Меня тянет к «взрослым» книжкам. Я задираю голову и делаю шаг назад. Вон, справа от зелёных томов полного собрания сочинений Чехова, стоит какой-то небольшой томик с надписью «Записки врача». Сощуриваю глаза, мне удаётся разобрать фамилию автора — Вересаев. Я подтаскиваю стул, забираюсь на него и пытаюсь вытащить книжку. Тщетно! Она зажата между двенадцатым томом Чехова и стенкой шкафа.
И вдруг меня осеняет! С другой стороны полки я вижу три толстенных тома Белинского. Если вытащить хотя бы один том неизвестного мне В. Г. (а именно эти буквы и стоят рядом с фамилией Белинский), собрание сочинений Чехова уже не будет стоять так плотно — и я смогу вытащить Вересаева.
Меня охватывает азарт. Мне уже не столько хочется прочитать, что написано в «Записках врача», сколько просто добыть книгу с полки. Кажется, я трачу все силы, чтобы вытащить толстенную книгу, и — о, чудо! — на полке образуется долгожданное отверстие.
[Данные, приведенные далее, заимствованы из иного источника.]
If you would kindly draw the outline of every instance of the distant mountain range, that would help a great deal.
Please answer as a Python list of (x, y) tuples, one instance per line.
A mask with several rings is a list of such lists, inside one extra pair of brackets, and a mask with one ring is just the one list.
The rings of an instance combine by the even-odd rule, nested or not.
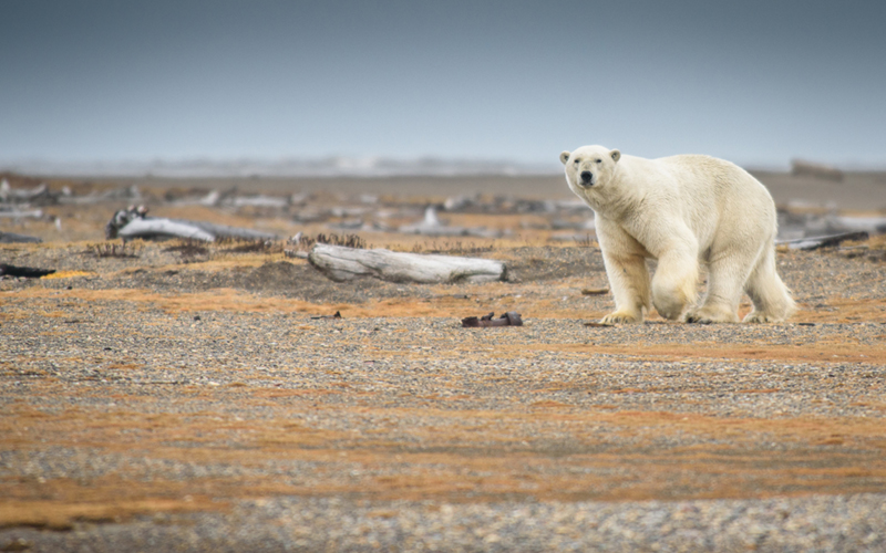
[(393, 177), (462, 175), (555, 175), (560, 165), (476, 159), (392, 159), (327, 157), (318, 159), (183, 159), (151, 161), (0, 163), (0, 170), (66, 177)]

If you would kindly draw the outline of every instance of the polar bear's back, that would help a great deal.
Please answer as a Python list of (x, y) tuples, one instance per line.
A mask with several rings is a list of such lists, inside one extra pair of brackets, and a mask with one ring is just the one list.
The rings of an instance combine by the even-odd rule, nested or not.
[[(777, 232), (775, 205), (769, 190), (738, 165), (702, 155), (679, 155), (650, 160), (672, 177), (679, 189), (687, 222), (702, 243), (715, 234), (740, 232), (769, 236)], [(739, 231), (739, 229), (743, 229)]]

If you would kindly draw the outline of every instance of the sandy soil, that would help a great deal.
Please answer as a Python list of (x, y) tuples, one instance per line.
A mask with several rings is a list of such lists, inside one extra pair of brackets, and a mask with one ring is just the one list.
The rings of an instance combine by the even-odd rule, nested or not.
[[(858, 185), (868, 209), (878, 178)], [(402, 201), (471, 190), (455, 180)], [(337, 182), (323, 191), (356, 185)], [(848, 185), (805, 190), (816, 186)], [(861, 209), (858, 196), (835, 198)], [(31, 221), (9, 230), (55, 239), (0, 246), (2, 262), (58, 270), (0, 281), (7, 551), (886, 547), (882, 261), (781, 251), (801, 306), (784, 324), (652, 314), (594, 327), (584, 323), (611, 307), (583, 293), (606, 286), (598, 249), (521, 226), (529, 215), (453, 216), (521, 229), (496, 240), (367, 234), (498, 259), (513, 274), (416, 285), (333, 283), (282, 242), (134, 242), (102, 255), (114, 208), (48, 207), (78, 240)], [(512, 310), (523, 327), (459, 324)], [(343, 319), (313, 319), (336, 311)]]

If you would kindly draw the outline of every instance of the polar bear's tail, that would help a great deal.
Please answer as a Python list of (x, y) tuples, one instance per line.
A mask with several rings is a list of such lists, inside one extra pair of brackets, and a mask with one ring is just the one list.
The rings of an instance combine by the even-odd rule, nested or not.
[(775, 244), (766, 247), (745, 284), (754, 310), (744, 317), (748, 323), (777, 323), (796, 311), (791, 291), (775, 270)]

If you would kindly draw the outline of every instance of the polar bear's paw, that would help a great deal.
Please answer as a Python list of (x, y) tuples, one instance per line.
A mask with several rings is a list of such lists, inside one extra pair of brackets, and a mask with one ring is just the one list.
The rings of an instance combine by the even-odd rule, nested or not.
[(775, 316), (763, 311), (752, 311), (745, 315), (745, 323), (781, 323), (784, 321), (783, 316)]
[(631, 324), (642, 323), (643, 316), (630, 311), (615, 311), (600, 319), (601, 324)]
[(738, 323), (739, 319), (731, 311), (722, 309), (701, 307), (690, 310), (683, 315), (684, 323), (711, 324), (711, 323)]

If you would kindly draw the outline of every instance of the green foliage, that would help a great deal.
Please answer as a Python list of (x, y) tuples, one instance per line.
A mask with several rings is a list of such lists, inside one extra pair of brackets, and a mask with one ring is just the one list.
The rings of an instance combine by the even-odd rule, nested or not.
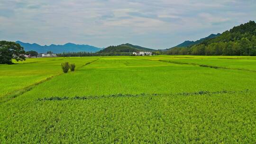
[(0, 143), (255, 143), (255, 57), (95, 58), (0, 65)]
[(30, 51), (26, 52), (26, 54), (29, 54), (30, 56), (36, 56), (37, 57), (37, 55), (38, 55), (38, 53), (34, 51)]
[(61, 68), (63, 71), (63, 72), (67, 73), (68, 70), (69, 70), (70, 67), (68, 64), (68, 62), (65, 62), (64, 63), (61, 63)]
[[(235, 27), (213, 38), (187, 48), (187, 54), (200, 55), (256, 55), (256, 24), (248, 23)], [(182, 54), (183, 48), (171, 49), (169, 54)]]
[(70, 64), (70, 71), (71, 71), (71, 72), (74, 72), (75, 68), (75, 64), (74, 63), (71, 63)]
[(139, 51), (155, 51), (150, 48), (141, 47), (137, 45), (134, 45), (129, 44), (122, 44), (117, 46), (110, 46), (100, 52), (99, 53), (132, 53)]
[(25, 60), (23, 47), (13, 42), (0, 41), (0, 64), (12, 64), (12, 59)]

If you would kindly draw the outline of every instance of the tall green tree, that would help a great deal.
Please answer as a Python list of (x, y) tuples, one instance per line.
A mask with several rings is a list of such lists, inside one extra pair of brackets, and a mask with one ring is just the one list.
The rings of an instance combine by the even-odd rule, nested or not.
[(13, 42), (0, 41), (0, 64), (12, 64), (12, 59), (17, 62), (25, 60), (25, 51), (19, 44)]
[(37, 55), (38, 55), (38, 53), (34, 51), (30, 51), (26, 52), (26, 54), (29, 54), (30, 56), (37, 57)]

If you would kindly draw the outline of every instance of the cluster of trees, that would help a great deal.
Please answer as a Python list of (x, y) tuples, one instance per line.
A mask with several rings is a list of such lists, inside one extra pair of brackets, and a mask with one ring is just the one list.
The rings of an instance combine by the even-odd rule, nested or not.
[(12, 64), (12, 59), (17, 62), (25, 60), (24, 48), (13, 42), (0, 41), (0, 64)]
[(131, 55), (132, 53), (88, 53), (86, 52), (68, 52), (56, 54), (59, 57), (74, 57), (74, 56), (125, 56)]
[(188, 47), (174, 48), (169, 54), (201, 55), (256, 55), (256, 24), (248, 23), (235, 27), (219, 36)]
[(30, 56), (36, 56), (37, 57), (38, 55), (38, 53), (35, 51), (29, 51), (26, 52), (26, 54), (29, 55)]
[(67, 73), (69, 69), (70, 69), (71, 72), (74, 72), (75, 68), (75, 64), (74, 63), (69, 64), (68, 62), (65, 62), (61, 63), (61, 68), (64, 73)]
[(138, 52), (139, 50), (135, 48), (122, 45), (117, 46), (110, 46), (98, 53), (132, 53)]

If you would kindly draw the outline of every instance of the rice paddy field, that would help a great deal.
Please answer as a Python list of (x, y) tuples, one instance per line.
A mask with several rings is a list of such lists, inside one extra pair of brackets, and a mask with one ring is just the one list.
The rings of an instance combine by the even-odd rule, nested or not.
[(16, 63), (0, 65), (0, 144), (256, 144), (255, 57)]

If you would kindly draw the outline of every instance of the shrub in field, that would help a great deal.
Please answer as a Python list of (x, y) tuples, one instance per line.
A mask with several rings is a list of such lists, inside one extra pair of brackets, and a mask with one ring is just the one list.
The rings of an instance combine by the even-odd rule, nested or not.
[(61, 67), (62, 68), (62, 70), (64, 73), (67, 73), (69, 70), (69, 64), (68, 62), (66, 62), (61, 63)]
[(74, 72), (75, 68), (75, 64), (74, 63), (70, 64), (70, 70), (71, 72)]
Я аккуратно сдвигаю вбок Чехова — и вот сочинение Вересаева у меня в руках!
Чёрный том Белинского одиноко лежит на полу. Шкаф продолжает стоять с открытыми дверцами. А я, забравшись с ногами на кровать, листаю с таким трудом доставшуюся мне книгу.
«В Заречье холера…» — начинаю я с первой страницы. Я не боюсь болезней, когда они описаны на страницах. Да если честно, я вообще не испытываю страха, когда при мне заводят разговоры про грыжи, аппендициты, обморожения и что-то подобное. Обо всём этом мне приходится слышать чуть ли не с пелёнок, потому что если в нашей округе кто-то заболевает, никому даже в голову не приходит вызвать «Скорую». Все приходят к моей бабушке. Иногда, когда случаи особенно сложные, она вызывает бригаду «Скорой помощи» сама. Порой она берёт меня к своим пациентам. Все игрушки у меня — это шприцы, два фонендоскопа, длинная коробочка из-под старого тонометра, зажимы для систем… Чего у меня только нет!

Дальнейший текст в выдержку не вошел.